There is a rather large data flow engine – more than 2000 different flow definitions of “what to do with inbound data”. The engine deals with various data formats (flat-file, CSV, JSON, XML, or even binary), performs filtering, transforms data formats, etc.
The flow engine consists of a number of libraries and tools involved in the processing. There are 3rd party ones like Saxon performing XML transformations or Jackson for JSON parsing and a variety of in-house converters, filters, etc.
Naturally, there is a need for deploying new versions of the libraries and tools (new features, security fixes, etc.). This is a risk since correctness of the processing is business-critical.
A simple tests like – unit testing the new feature, integration testing with a fixed set of input data – is not enough. There have been cases of regressions which first appeared after several days after deploy. For example, a very rare combination of numeric values triggered a formatting in a way it triggered a Saxon optimization bug which caused the formatting being omitted.
The currently employed method of testing is to compare new and current versions “online” for several weeks. It’s like adding a “copy & divert” stage resulting in processing the inbound data using both the current and the new version of a tool/utility and then comparing results. This is a very cumbersome, time consuming and potentially risky.

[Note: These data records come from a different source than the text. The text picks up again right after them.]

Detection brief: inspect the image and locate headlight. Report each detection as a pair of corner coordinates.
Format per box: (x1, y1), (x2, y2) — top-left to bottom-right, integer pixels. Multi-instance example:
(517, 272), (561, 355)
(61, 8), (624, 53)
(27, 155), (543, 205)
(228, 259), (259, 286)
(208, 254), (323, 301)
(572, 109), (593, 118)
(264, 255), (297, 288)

I’ve been thinking about a more effective way of doing this. Any ideas?
There is only so much you can do, and it sounds like you are already doing most of it. In particular, your “copy & divert” method already goes above and beyond what most people do. I’ve only heard of that being used in extreme situations like spacecraft. One thing you could do is instead of doing this test online, record the inputs and outputs and run it offline all at once.
You may already be doing this, but you should definitely try to create or move particular tests to earlier stages when you detect regressions. If you find a problem in production, write an integration test so you can detect similar problems in the future. If an integration test finds an issue, try to write a unit test that detects it.
The other thing I didn’t see you mention is fuzz testing or quickcheck-style testing. These have the computer generate test cases for you that you may not have considered.